FIFA has a mixed record of resistance to political pressure. For decades, it organized Cups in authoritarian regimes (Qatar 2022 is the most recent and controversial example) and ignored criticism about workers' rights, corruption, and host conditions. But it also kept Russia banned after the Ukraine invasion — a decision that showed some lines would not be crossed.

The rejection of Italy replacing Iran was, in this context, a defense of something fundamental: the idea that sporting results are determined on the playing field, not in diplomatic negotiations. That World Cup qualification is earned with victories and defeats, not with phone calls between presidential envoys and federation presidents.

FIFA, with all its flaws, said something important in 2026: sport is not diplomatic currency.

Bosnia and Herzegovina: The Accidental Heroes of a Surreal Week

In a week of complex narratives — seized ships, wars, fires, political crises — Bosnia and Herzegovina emerged as the accidental heroes of the memes for the simplest possible reason: they won. They played, they qualified, and now they have the right to be at the 2026 World Cup that the Zampolli proposal would try to take from them to give to a larger, more famous, more politically convenient team.

The internet identified in this scenario a powerful narrative: the small against the large, sporting meritocracy against political power. And what the World Cup episode demonstrated, in the end, is that sometimes institutions — even imperfect ones — manage to protect what really matters. The qualification earned on the pitch proved more durable than the diplomatic proposition made in air-conditioned conference rooms.

The Eurocentrism Question

Critics of the proposal raised a dimension that went beyond the immediate sporting absurdity: the implicit assumptions embedded in suggesting that Italy (wealthy European country, global football powerhouse) should replace Iran (Asian country under American sanctions, currently in armed conflict with the US).

Why Italy specifically? And why Iran specifically as the country to be displaced? The proposal assumes, without stating it explicitly, a hierarchy of countries — some of which "deserve" to be at the World Cup more than others, not because of what they achieved on the pitch, but because of their geopolitical alignment and cultural prestige.

Iran's players and football federation had no role in the US-Iran conflict. They qualified through the Asian Football Confederation, the same process that determined every other qualified team. Removing them would penalize athletes for decisions made by their government — a principle that would, if applied consistently, make international sport impossible in a world where geopolitical conflicts are pervasive.

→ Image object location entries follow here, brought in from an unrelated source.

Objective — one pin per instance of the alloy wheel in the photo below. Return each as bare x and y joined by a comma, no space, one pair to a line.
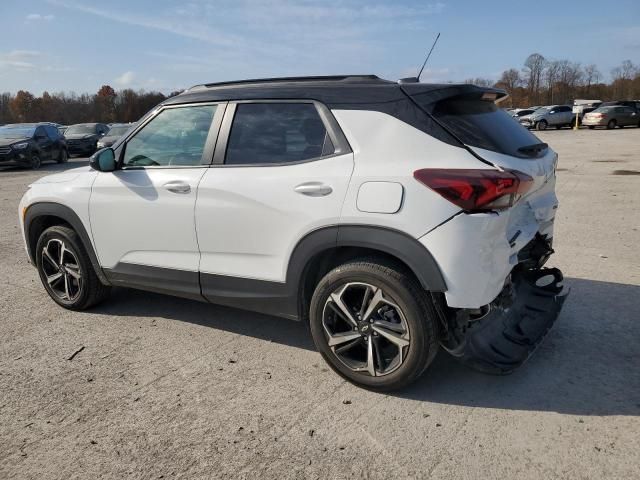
62,270
365,329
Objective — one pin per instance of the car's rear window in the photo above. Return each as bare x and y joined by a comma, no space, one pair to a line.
480,123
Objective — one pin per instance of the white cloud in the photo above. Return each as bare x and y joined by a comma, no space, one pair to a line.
126,79
35,17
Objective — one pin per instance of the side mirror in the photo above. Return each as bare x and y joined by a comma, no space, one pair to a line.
103,160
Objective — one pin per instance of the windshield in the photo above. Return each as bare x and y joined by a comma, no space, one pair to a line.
118,130
16,132
81,129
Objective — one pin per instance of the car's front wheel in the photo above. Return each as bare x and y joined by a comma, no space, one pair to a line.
66,271
373,324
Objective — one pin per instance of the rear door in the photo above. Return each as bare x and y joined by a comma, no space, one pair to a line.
281,170
45,144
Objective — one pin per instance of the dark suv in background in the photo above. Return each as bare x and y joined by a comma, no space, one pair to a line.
82,138
30,144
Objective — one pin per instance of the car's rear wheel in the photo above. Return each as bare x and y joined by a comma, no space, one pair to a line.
36,163
373,324
63,157
66,271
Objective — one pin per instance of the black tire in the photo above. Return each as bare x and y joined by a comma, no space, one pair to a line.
418,314
88,290
36,162
63,156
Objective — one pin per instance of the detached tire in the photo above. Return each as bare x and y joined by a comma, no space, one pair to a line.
66,271
373,324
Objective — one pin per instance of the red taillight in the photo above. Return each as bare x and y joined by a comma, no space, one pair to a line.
476,189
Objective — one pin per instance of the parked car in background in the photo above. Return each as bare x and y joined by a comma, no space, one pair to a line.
116,131
82,139
311,217
612,117
30,144
552,116
634,104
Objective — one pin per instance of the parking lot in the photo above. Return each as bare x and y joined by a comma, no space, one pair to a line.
161,387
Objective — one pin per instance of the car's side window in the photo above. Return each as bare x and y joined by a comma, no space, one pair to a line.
174,137
52,132
277,133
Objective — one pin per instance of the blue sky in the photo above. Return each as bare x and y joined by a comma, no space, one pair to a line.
79,45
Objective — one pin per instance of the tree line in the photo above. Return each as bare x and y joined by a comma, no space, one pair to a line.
541,81
544,81
106,106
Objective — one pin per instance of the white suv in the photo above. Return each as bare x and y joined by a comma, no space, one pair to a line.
394,217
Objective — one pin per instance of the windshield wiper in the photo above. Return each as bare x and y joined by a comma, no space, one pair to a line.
534,150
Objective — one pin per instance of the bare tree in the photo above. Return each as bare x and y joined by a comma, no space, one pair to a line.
533,68
591,75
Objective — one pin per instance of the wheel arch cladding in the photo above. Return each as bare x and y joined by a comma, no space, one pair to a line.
41,216
373,238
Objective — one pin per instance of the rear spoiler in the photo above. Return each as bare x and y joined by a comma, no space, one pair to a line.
432,93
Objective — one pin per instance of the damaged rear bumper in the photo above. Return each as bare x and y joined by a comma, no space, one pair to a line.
503,336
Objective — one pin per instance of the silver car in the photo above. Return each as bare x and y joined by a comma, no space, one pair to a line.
555,115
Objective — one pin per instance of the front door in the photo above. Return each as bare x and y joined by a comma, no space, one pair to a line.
142,215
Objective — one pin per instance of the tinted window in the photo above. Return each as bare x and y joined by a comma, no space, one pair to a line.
52,132
482,124
16,132
276,133
176,136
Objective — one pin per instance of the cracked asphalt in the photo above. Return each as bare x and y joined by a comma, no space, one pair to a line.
169,388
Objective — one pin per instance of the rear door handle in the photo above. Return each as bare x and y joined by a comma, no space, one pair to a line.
314,189
177,186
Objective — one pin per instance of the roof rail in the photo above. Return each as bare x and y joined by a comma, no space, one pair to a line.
327,78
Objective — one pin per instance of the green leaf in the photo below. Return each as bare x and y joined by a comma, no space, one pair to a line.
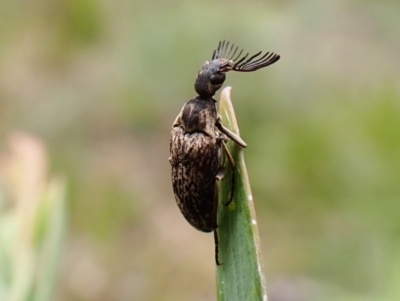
240,276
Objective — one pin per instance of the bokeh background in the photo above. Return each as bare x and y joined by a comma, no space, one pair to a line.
100,82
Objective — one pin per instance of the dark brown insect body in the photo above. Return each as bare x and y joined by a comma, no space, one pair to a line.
197,143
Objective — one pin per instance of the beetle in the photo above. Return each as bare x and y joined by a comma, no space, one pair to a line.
198,140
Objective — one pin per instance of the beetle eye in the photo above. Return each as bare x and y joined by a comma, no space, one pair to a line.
217,78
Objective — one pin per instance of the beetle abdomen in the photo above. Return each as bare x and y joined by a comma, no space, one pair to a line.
195,163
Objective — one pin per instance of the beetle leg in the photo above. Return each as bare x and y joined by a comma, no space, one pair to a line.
216,247
230,134
219,177
233,166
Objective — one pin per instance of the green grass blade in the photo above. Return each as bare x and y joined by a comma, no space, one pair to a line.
240,277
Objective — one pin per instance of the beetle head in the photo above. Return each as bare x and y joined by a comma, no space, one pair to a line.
212,75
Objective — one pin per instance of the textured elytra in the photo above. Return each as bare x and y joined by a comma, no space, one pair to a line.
197,143
196,159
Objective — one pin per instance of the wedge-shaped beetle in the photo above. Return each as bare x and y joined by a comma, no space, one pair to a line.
198,140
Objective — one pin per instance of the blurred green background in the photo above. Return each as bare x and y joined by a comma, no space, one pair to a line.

FIFA's rejection of the proposal implicitly rejected this logic: the playing field is where qualification is determined, and the field knows no hierarchy of geopolitical worth. Italy didn't qualify. Iran did. That's the end of the discussion.

The memes captured this perfectly. In their humor, they also encoded a defense of something genuinely important: the idea that some domains of human achievement — sporting competition being among the most universally valued — should remain governed by their own internal standards, resistant to the inevitably partial and self-interested logic of political power.

In Sarajevo, where the proposal was received with particular irony, football fans published photos holding signs in the streets: "We qualified. Italy didn't. The World Cup is not like politics." The sign became one of the most-shared images of the week — a simple statement of a principle that, in April 2026, needed to be said out loud.
The principle is simple. The practice, apparently, requires defending in each generation.